Decline pushups: Instead of placing your feet on the floor, or using your knees, place your feet on a platform so that your head is lower than your feet. You can use a chair, a stepstool, or a bench — pretty much anything that will allow you to raise your feet up so that they are higher than your head. These types of pushups work your upper chest muscles.
Deep pushups: If you are working out at home, you can perform raised pushups with the help of three sturdy chairs. By placing each of your hands on an opposite chair, and your feet on the third chair, you can increase the depth of your pushup and thereby increase the effectiveness of your workout routine. A similar, but less intense, movement can be performed with pushup stands. The “Perfect Pushup” bars work wonders.

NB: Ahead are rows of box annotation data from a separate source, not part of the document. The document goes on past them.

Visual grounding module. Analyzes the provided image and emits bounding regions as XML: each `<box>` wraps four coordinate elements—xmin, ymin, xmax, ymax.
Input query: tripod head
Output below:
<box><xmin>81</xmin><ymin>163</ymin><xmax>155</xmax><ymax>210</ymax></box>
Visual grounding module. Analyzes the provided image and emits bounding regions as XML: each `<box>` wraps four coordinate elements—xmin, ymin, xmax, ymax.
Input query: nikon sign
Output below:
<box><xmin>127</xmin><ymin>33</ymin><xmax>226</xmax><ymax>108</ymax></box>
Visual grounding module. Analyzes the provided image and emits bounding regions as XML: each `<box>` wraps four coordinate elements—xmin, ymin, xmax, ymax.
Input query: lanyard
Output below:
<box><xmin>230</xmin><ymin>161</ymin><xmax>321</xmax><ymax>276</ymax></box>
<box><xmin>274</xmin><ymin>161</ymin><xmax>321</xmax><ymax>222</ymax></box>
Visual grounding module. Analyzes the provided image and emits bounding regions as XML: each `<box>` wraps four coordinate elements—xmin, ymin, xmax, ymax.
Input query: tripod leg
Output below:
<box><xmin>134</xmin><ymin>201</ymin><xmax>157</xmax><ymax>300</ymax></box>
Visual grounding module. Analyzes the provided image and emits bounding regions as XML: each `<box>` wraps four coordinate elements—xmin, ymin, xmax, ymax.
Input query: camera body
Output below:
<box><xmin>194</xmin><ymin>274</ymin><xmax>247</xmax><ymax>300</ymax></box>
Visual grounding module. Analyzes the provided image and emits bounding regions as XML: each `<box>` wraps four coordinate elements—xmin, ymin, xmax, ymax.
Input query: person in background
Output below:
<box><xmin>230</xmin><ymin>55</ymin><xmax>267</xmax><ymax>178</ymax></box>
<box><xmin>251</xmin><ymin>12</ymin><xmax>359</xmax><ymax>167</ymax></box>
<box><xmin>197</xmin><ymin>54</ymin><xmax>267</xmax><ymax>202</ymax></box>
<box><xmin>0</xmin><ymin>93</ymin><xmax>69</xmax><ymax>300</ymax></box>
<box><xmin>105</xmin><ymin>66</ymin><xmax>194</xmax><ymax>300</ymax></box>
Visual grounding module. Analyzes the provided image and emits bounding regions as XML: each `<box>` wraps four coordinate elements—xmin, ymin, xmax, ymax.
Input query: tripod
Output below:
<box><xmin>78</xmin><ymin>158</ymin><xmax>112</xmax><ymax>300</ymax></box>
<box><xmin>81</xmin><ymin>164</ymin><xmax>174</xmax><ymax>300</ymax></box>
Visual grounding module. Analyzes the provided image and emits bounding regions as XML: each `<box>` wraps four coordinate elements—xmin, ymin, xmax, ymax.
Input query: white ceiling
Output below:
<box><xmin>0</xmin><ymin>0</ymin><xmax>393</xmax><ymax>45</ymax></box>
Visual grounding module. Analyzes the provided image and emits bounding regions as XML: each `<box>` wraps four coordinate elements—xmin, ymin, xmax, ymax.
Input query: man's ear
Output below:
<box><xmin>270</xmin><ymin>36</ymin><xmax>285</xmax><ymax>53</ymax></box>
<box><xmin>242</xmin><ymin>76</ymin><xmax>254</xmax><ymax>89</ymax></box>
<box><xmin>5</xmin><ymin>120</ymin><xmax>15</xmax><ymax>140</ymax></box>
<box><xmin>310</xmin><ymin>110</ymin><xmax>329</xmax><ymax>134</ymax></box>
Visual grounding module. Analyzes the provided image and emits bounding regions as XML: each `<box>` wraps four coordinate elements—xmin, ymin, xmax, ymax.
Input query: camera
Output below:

Here is a more comprehensive list of pushup variations to achieve muscle weight gain: wide, fly, diamond, military, fist, yogi, decline, incline, deep, stacked, inchworm, and prison cell pushups.
Tips to increase the effectiveness of your pushup workouts: add some weight once the pushups begin to get easy. You don’t want to push out 50 easy reps. Rather, struggle with 20 or 30. Also be sure to add variety by varying your hand position for each of the above types of pushups.
Push ups are a great way to strengthen your upper body and exercise, build muscle at the same time. If you keep it interesting by mixing up your hand positions and trying a few different styles of pushups you can increase the effectiveness of your at-home exercising and relieve the boredom!